Beyond four more stone steps, cured hams hang in from the rafters. Tuxedoed waiters, ranging in age from tender to seasoned veterans, carry out their profession with deep solemn grace. They serve without being servile or fake. El Meson de Candido is very old school. In fact, the place got its schtick going around the early 1930s, though the visitor may suspect it has existed for centuries. The decor is movie-set baronial and that’s comforting; the windows look out onto the floating stone arches of the aqueduct.
I ordered judiones con orejas de cerdo (fava beans with pigs ears). The chewiness of the pig’s ears contrasted with the thick, tasty fava beans and Spanish chorrizo. Spanish chorrizo is dense and cured; it’s a whole other thing, just like there’s ham everywhere else, and then there’s ham in Spain.

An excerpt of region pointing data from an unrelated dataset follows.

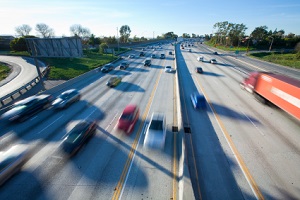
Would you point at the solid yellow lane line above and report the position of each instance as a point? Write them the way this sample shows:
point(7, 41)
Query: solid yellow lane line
point(192, 148)
point(245, 170)
point(175, 124)
point(120, 184)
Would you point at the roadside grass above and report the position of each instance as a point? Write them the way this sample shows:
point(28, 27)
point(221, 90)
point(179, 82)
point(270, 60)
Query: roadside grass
point(230, 48)
point(4, 71)
point(68, 68)
point(285, 59)
point(282, 58)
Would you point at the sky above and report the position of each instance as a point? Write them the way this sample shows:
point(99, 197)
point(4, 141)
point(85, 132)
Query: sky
point(148, 18)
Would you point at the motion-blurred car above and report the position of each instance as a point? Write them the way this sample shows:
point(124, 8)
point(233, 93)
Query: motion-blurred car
point(147, 62)
point(128, 118)
point(12, 160)
point(79, 135)
point(124, 65)
point(169, 69)
point(131, 56)
point(213, 61)
point(26, 108)
point(66, 98)
point(198, 100)
point(107, 68)
point(199, 70)
point(200, 58)
point(156, 132)
point(113, 81)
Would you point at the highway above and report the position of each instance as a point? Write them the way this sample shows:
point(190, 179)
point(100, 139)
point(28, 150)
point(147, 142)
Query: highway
point(24, 72)
point(236, 148)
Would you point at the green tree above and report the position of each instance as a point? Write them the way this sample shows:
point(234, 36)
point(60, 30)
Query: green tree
point(236, 33)
point(23, 30)
point(259, 34)
point(125, 33)
point(103, 47)
point(44, 30)
point(19, 44)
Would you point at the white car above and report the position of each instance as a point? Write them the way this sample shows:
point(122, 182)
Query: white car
point(169, 69)
point(131, 56)
point(213, 61)
point(156, 132)
point(200, 58)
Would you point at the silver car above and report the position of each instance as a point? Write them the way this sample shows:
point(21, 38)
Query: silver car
point(156, 132)
point(66, 98)
point(12, 160)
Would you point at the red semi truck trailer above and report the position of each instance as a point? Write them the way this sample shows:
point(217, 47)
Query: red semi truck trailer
point(280, 90)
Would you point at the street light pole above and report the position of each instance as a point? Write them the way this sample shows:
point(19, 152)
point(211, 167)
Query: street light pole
point(271, 43)
point(118, 39)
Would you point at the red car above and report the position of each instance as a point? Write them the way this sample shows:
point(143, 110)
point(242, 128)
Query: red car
point(128, 118)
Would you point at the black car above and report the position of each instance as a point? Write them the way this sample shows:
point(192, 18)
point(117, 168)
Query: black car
point(26, 108)
point(107, 68)
point(66, 98)
point(147, 62)
point(79, 135)
point(124, 65)
point(199, 70)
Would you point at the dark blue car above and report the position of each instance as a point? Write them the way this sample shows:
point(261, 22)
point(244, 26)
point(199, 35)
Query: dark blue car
point(198, 100)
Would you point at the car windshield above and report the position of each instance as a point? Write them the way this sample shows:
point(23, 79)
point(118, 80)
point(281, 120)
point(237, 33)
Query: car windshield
point(64, 96)
point(20, 107)
point(127, 117)
point(156, 125)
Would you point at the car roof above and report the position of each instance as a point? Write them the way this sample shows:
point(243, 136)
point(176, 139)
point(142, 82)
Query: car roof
point(158, 116)
point(28, 99)
point(69, 91)
point(129, 108)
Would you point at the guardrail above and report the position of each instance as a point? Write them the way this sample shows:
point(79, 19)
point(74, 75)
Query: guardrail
point(17, 93)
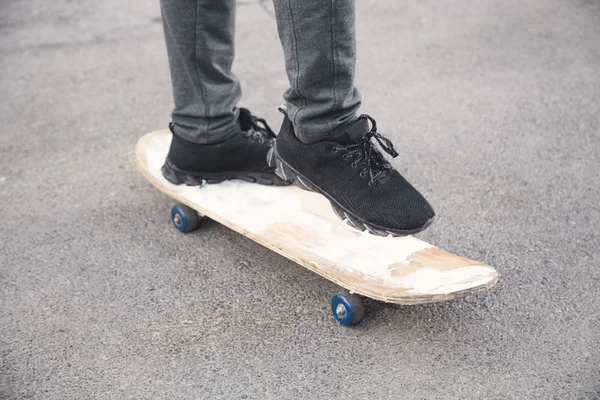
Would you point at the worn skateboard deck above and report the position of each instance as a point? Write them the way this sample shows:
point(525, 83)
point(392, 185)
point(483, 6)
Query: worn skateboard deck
point(301, 226)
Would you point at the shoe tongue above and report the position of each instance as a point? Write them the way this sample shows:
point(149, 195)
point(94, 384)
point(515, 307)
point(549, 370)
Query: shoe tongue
point(351, 133)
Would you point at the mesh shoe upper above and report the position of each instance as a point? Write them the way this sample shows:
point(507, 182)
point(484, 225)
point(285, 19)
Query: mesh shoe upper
point(357, 177)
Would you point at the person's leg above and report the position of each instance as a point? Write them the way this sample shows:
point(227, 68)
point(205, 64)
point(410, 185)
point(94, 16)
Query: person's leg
point(322, 146)
point(319, 43)
point(200, 45)
point(212, 140)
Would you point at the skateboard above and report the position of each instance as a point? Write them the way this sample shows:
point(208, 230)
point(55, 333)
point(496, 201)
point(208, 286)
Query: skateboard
point(302, 226)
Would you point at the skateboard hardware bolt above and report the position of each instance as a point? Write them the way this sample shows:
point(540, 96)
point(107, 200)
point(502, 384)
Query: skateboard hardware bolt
point(177, 219)
point(340, 310)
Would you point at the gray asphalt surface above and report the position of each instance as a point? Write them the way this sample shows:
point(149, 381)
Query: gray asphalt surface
point(495, 108)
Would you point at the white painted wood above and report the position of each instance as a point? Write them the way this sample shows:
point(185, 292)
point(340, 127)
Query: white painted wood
point(301, 225)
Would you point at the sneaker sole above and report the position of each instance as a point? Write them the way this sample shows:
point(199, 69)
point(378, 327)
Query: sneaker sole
point(287, 173)
point(178, 176)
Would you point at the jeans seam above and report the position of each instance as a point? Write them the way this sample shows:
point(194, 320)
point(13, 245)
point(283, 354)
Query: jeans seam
point(296, 78)
point(206, 107)
point(333, 59)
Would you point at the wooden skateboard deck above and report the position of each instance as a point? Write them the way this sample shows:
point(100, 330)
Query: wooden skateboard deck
point(301, 226)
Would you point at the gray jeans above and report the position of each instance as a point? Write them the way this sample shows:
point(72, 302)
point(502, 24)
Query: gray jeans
point(318, 39)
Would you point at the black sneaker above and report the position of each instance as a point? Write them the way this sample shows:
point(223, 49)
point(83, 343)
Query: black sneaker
point(363, 188)
point(241, 156)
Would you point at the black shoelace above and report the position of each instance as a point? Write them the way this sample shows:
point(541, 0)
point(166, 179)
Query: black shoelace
point(260, 131)
point(375, 165)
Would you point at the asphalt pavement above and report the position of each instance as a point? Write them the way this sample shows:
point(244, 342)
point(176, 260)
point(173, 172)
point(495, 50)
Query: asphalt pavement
point(494, 107)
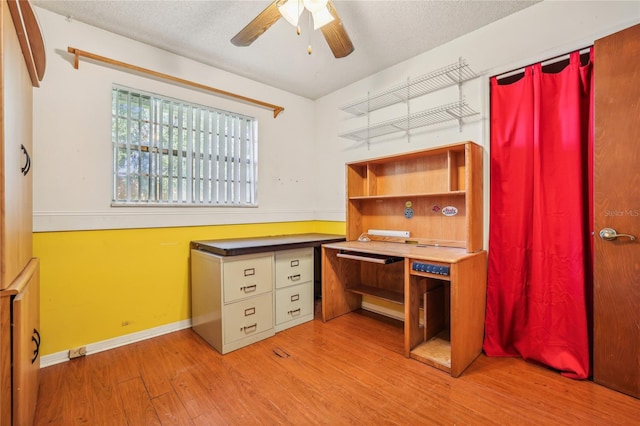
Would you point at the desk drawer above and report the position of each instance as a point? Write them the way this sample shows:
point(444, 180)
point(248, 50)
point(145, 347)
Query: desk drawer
point(247, 278)
point(294, 302)
point(294, 267)
point(249, 317)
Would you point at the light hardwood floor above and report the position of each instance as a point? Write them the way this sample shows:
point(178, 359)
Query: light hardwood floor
point(347, 371)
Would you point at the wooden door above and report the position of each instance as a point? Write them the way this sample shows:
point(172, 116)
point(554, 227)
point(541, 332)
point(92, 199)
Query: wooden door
point(616, 340)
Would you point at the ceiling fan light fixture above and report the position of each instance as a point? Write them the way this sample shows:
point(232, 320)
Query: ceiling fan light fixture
point(291, 11)
point(321, 18)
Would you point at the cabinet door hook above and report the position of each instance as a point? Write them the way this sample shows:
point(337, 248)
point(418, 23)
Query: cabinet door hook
point(27, 165)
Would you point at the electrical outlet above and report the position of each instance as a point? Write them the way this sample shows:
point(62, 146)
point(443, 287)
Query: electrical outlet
point(77, 352)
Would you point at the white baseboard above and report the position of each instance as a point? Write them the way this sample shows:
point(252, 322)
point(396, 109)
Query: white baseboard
point(92, 348)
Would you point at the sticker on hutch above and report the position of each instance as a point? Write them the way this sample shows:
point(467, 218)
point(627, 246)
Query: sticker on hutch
point(449, 211)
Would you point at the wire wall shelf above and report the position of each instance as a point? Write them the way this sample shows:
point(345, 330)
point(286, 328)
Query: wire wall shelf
point(456, 73)
point(453, 111)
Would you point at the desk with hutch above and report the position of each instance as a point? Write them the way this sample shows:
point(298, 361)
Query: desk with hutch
point(438, 273)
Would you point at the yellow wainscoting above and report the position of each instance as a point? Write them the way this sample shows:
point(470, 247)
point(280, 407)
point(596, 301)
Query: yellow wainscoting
point(99, 285)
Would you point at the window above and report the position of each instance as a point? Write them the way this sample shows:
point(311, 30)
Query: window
point(170, 152)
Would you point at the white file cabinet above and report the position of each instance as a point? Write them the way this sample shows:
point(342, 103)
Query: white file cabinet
point(232, 298)
point(294, 287)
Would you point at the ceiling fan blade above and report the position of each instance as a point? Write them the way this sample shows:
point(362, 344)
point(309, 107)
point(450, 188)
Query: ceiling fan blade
point(336, 35)
point(258, 26)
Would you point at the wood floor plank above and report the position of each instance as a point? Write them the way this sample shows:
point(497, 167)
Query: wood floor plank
point(105, 399)
point(170, 410)
point(137, 403)
point(350, 370)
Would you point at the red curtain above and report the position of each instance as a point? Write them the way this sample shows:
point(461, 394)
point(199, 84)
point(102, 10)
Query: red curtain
point(540, 271)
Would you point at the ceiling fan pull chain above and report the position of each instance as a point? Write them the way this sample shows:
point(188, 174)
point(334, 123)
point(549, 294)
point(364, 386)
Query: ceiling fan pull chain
point(309, 48)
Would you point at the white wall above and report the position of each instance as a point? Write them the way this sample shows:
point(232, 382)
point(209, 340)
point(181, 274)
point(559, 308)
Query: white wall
point(545, 30)
point(72, 154)
point(72, 142)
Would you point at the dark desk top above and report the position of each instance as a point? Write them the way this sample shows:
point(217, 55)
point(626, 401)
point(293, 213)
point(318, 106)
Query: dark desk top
point(238, 246)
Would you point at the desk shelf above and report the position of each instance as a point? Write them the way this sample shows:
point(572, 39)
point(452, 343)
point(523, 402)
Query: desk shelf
point(380, 293)
point(435, 352)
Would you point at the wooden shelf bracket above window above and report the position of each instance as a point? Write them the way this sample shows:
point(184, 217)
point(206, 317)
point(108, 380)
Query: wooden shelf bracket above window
point(78, 53)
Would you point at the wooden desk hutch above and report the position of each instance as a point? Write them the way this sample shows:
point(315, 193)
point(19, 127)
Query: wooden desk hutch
point(438, 273)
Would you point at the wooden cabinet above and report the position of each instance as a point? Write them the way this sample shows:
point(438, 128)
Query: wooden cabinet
point(437, 272)
point(434, 194)
point(232, 299)
point(16, 134)
point(294, 287)
point(21, 48)
point(20, 322)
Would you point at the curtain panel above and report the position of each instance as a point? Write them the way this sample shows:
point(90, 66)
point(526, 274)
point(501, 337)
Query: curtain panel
point(540, 242)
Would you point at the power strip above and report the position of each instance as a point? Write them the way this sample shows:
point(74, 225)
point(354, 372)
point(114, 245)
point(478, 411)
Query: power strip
point(388, 233)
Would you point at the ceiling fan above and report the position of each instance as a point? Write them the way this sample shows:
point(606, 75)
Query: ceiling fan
point(324, 15)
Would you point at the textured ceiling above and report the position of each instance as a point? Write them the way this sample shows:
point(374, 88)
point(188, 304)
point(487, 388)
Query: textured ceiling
point(384, 33)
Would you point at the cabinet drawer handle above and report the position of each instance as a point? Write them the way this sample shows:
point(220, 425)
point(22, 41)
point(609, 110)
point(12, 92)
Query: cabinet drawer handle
point(27, 164)
point(36, 339)
point(248, 288)
point(249, 328)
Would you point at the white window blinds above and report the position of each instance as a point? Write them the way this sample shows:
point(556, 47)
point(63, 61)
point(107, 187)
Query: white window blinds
point(170, 152)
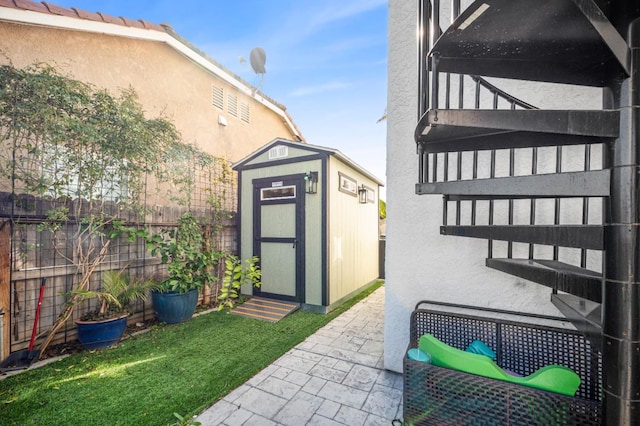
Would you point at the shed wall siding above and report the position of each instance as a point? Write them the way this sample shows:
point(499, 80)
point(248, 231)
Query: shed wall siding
point(313, 207)
point(353, 235)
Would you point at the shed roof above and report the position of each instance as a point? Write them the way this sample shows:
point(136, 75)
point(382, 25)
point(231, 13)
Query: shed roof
point(50, 15)
point(239, 165)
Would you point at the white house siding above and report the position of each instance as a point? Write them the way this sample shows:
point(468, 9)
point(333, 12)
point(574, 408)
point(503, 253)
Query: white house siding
point(422, 264)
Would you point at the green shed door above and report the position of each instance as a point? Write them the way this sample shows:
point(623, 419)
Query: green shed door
point(279, 236)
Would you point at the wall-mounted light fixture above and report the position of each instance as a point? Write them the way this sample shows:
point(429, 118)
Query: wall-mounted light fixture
point(362, 194)
point(311, 182)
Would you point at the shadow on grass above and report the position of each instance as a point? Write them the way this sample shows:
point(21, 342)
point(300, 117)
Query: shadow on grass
point(181, 368)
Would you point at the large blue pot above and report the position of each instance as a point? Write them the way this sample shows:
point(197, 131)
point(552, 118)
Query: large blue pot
point(172, 308)
point(101, 334)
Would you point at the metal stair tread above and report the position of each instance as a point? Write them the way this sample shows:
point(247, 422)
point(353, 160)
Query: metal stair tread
point(560, 41)
point(574, 236)
point(459, 125)
point(584, 314)
point(572, 184)
point(558, 275)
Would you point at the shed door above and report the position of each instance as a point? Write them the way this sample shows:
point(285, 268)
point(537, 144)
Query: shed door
point(279, 236)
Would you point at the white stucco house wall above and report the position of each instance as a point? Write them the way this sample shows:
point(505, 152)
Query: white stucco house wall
point(420, 263)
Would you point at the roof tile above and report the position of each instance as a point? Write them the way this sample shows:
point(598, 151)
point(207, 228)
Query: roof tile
point(151, 26)
point(31, 5)
point(89, 16)
point(131, 23)
point(58, 10)
point(111, 19)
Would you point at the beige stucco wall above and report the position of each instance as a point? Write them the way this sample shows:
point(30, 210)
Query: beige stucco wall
point(166, 82)
point(352, 234)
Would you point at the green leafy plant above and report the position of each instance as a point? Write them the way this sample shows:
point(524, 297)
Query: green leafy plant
point(119, 291)
point(235, 276)
point(182, 249)
point(84, 155)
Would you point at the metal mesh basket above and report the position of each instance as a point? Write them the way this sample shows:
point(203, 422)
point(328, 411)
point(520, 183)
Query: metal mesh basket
point(441, 396)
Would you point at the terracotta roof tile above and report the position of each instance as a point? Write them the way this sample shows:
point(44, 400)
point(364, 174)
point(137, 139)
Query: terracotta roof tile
point(131, 23)
point(58, 10)
point(53, 9)
point(111, 19)
point(151, 26)
point(31, 5)
point(89, 16)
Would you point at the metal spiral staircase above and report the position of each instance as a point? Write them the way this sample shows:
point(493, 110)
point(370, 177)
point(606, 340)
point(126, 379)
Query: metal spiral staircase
point(470, 139)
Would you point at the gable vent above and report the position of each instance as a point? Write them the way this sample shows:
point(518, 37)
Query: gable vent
point(279, 151)
point(245, 112)
point(232, 104)
point(217, 97)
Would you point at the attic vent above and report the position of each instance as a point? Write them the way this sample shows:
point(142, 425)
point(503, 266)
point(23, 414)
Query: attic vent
point(279, 151)
point(232, 104)
point(217, 97)
point(244, 112)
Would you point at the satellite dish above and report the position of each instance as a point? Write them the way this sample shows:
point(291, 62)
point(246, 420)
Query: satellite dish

There’s the guy in the dark blue suit and a chain around his neck, some real bling. This gold chain grants papal authority in the confines of Candidos. Many patrons stick around to take photos with him; he is surely the most photographed man in Segovia. He also sports a mesmerizing toupe.
While this personage sets up carefully as an executioner at the gallows, the piglet lies in wait on a block of wood. It looks baked and serene. For the delight of a whole American family, the ambassador of roast suckling pig invokes the solemn order of the cochinillo and the revered tradition which they, as patrons of the meson now become a part of. There’s no doubt he means every word of it.
Finally, when the ornate speech is done, the man takes a white plate, sets it on edge and cuts the piglet in half. It is so tender, the ceramic plate splits it down the middle from tail to snout. Then the majesty of Candidos breaks into a smile and says, “Enjoy.”
The man has been photographer with famous patrons including Harrison Ford and Richard Nixon. The big surprise at our table framed on the dark wood sill above the wainscotting: Cary Grant. I couldn’t have been more delighted. Patricio, Dave and Juan David got various parts of the pig, leg and breast, each the size of a small turkey, good and juicy, encased in a coating of brown crispy fat.